Lance, Janelle, Alexa and Angel Daegen Feyh
To The Band MercyMe:
My dayghter Brittney and I were able to see you in concert last week in Anchorage Alaska. It was our first christian concert, and we were totally blown away by you guys. The fellowship and love for Jesus that we felt in that auditorium was powerful, uplifting and life changing. In times of doubt or temptation, I know in my heart that there are people just like me, going through the same hurts, confusions and loss and that for us all, the best is yet to come! I can only imagine seeing my Daddy again someday. God Bless The Band & All That You Sacrifice In The Name Of Jesus Christ Our Lord! ~ Dee Marie
I guess I am one of the only ones who lost my loved one in 1976. I was 11 when my dad died of a heart attack and I have been waiting so long to see him again! I love your music and it keeps my days going strong! Cannot wait to see you in Madison Wisconsin! <3
We heard about this on KLOVE. What an awesome idea to help families heal and express their love for their love ones. We have sent a picture of our Chad that we miss so much. Chad accepted Christ at the age of fifteen. That is when he introduced his mom to MercyMe and I Can Only Imagine. He told her she would love it and she still does. Chad, at the age of 18 left our lives on March 19, 2003 due to injuries in an auto accident. Our neighbor who is a good friend sang this song at the funeral. It always touches our heart when we hear this song and also Healing Rain. May God continue to bless you and the band.

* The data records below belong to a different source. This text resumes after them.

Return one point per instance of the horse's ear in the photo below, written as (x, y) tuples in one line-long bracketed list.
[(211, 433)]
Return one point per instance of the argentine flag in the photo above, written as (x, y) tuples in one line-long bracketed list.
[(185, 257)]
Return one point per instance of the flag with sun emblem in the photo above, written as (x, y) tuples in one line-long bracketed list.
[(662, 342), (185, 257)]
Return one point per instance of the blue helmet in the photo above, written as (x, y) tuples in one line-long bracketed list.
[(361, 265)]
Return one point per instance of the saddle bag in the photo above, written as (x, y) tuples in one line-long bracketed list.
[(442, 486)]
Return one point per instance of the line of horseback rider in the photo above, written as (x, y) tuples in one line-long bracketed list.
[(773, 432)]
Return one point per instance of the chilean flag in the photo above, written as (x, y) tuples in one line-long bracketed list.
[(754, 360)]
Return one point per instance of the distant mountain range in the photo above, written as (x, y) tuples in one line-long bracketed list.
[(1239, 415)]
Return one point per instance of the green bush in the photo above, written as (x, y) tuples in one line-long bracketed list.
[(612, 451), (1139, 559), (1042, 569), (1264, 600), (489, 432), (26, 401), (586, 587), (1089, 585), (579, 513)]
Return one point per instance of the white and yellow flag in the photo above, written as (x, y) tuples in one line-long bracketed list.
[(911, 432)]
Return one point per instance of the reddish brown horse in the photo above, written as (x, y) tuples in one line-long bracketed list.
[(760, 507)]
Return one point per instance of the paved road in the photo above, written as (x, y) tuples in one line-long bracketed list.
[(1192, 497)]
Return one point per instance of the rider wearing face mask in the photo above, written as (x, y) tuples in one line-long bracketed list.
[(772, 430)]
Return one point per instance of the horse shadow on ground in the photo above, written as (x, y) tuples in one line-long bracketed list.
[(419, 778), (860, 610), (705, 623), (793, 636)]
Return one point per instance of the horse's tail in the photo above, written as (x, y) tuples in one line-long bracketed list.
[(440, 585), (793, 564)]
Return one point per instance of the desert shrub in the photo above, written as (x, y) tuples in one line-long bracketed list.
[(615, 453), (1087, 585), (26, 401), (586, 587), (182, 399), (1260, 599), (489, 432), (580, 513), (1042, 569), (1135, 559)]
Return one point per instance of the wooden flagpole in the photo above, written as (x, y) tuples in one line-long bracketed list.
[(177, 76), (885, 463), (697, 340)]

Thanks for inviting us to all share in such a beautiful song. You truely understand grief and the need for memories of our loved ones to be shared. Will you be e-mailing us back to let us know how this project turns out? It would be nice if you’d post it on Youtube so we could see the finished work. Thanks!
I lost my son Mario; whom I miss so much, this song was played in his memorial service and when I hear the song it reminds alot of my son. I think this is a great idea and I thank your for giving us the opportunity of placing pictures of our loved ones in your music video.